Tuesday, August 17, 2010

Character Building


This post features a guest blogger, Wendy Koenig. Wendy is a writer, poet, editor and quilter extrordinaire. When not busy pursuing the aforementioned, she operates a used bookstore from her home in Drummond, New Brunswick, Canada. For more information on Wendy, checkout her website at http://wlkoenig.com/ where you will also find links to her books.
Character Building
Wendy L. Koenig
People are multi-faceted. They all have hopes and fears, hates, likes and failures. Yet, when we think of their personalities, we tend to key on one or two dominant traits. We describe someone we know to another person as, "He's the pushy one." Or "She's so sweet, but a bit ditsy." It's what, in our minds, makes these people individuals to us.

So, too, the characters we write are multi-faceted. When we write them as such, they all blend one into another, with no personality distinctions. Their physical attributes are different, but you could probably swap around and notice little difference. The most recent rejection letter says, "Your characters are cookie cutter." Of course, in your mind, you (as the writer) see all these "people" as distinct.

Remember the way we describe people? Define your characters the same way. Give your hero two or three traits. That's all. Give him two good and one bad (or two bad and one good, if your character is evil). Lesser characters get fewer traits.

I'm currently working on a piece where my protagonist is gentle (good) and long-suffering in patience (good), but when he's had enough, he's brutal (bad). My antagonist, by necessity is almost the opposite: arrogant (bad) and insecure (bad), which makes him a bully. However, he's eventually willing to admit that he needs the protagonist's help (good).

Most of my stories are character driven, so even though there's a "bad guy" in my story, he's not necessarily the antagonist. In this story, he's a supporting character (they get only two traits, both consistent with which side of the moral question they're on): angry and consuming.
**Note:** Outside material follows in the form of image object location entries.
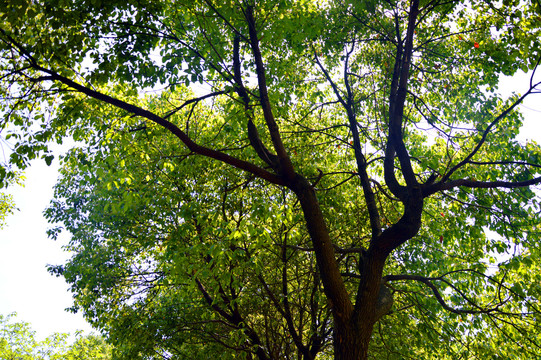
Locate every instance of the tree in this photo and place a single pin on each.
(294, 168)
(17, 342)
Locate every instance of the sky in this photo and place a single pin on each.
(41, 299)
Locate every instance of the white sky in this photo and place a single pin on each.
(39, 298)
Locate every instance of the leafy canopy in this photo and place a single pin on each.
(276, 179)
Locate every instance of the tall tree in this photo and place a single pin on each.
(300, 165)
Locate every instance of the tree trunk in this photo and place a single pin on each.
(350, 342)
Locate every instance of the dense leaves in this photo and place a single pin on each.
(18, 342)
(286, 179)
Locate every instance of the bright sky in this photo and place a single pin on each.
(39, 298)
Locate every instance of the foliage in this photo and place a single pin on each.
(17, 342)
(281, 179)
(7, 206)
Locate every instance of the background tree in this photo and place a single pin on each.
(296, 166)
(17, 342)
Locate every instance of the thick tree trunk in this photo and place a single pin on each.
(350, 342)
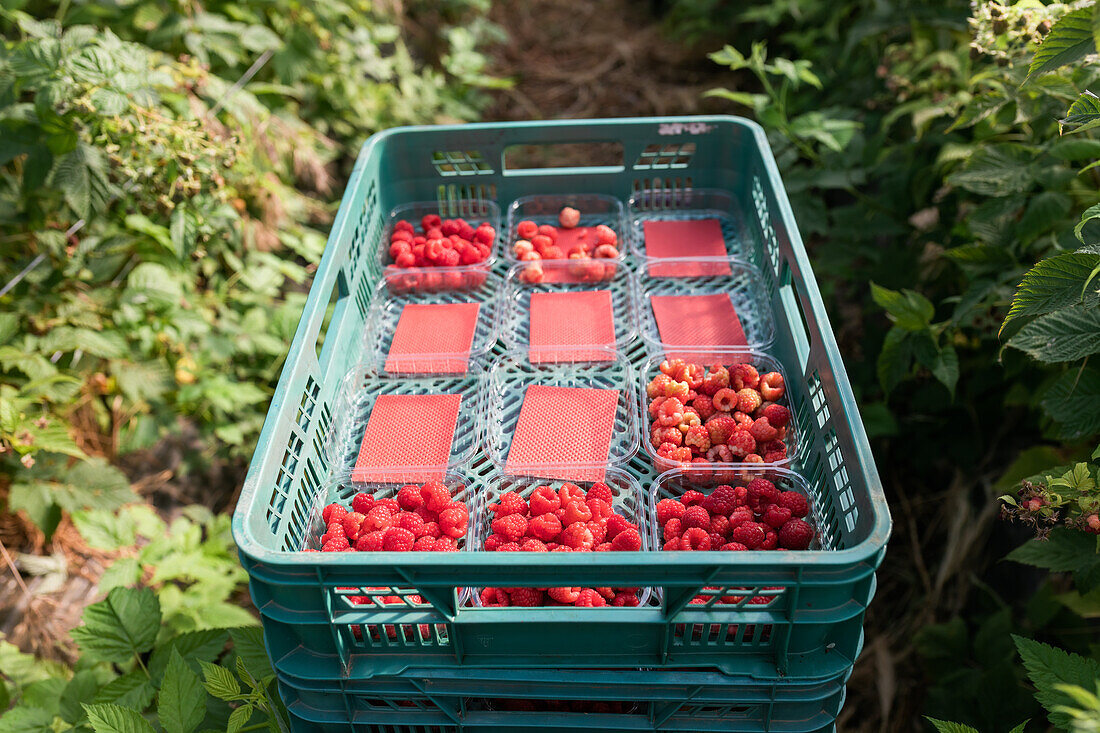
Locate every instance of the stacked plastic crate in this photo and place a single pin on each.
(403, 641)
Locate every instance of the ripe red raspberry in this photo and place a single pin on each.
(509, 526)
(578, 536)
(601, 491)
(362, 502)
(617, 523)
(695, 539)
(744, 375)
(749, 534)
(691, 498)
(508, 503)
(721, 427)
(695, 516)
(409, 498)
(397, 539)
(717, 378)
(795, 502)
(425, 544)
(761, 492)
(590, 598)
(778, 415)
(454, 520)
(771, 386)
(370, 542)
(333, 513)
(796, 535)
(748, 400)
(543, 500)
(628, 540)
(436, 495)
(668, 509)
(545, 526)
(411, 522)
(776, 516)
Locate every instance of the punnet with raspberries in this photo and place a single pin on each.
(721, 408)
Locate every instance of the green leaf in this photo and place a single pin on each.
(122, 625)
(906, 308)
(182, 702)
(1053, 284)
(1067, 335)
(219, 681)
(108, 718)
(1074, 402)
(1048, 667)
(1069, 40)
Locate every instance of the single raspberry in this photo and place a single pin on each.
(578, 536)
(771, 386)
(336, 545)
(668, 509)
(795, 502)
(749, 534)
(545, 526)
(370, 542)
(425, 544)
(436, 495)
(628, 540)
(362, 502)
(411, 522)
(397, 539)
(796, 535)
(509, 502)
(590, 598)
(333, 513)
(601, 491)
(454, 520)
(776, 516)
(543, 500)
(691, 498)
(695, 516)
(509, 526)
(695, 539)
(409, 498)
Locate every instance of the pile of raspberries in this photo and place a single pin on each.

I have another supporting character who is friendly and focused.

Two more characters round out my cast. Since they're both minor characters, they only get one trait. One is trusting and the other is in-love.
It's important to remember that sometimes stories change as we write them. A minor character could suddenly become important and move into a supporting character role. If this happens, give that character one more trait. But only one; you don't want to interfere with the importance of the primary characters.
Likewise, a supporting character may fall back to supporting status. In that case, focus on just one of his chosen traits.
The most important thing to remember: the place your character plays in the hierarchy. If you lose that, then your characters will begin to show too many traits and once again, they'll become cookie cutter people with different haircuts.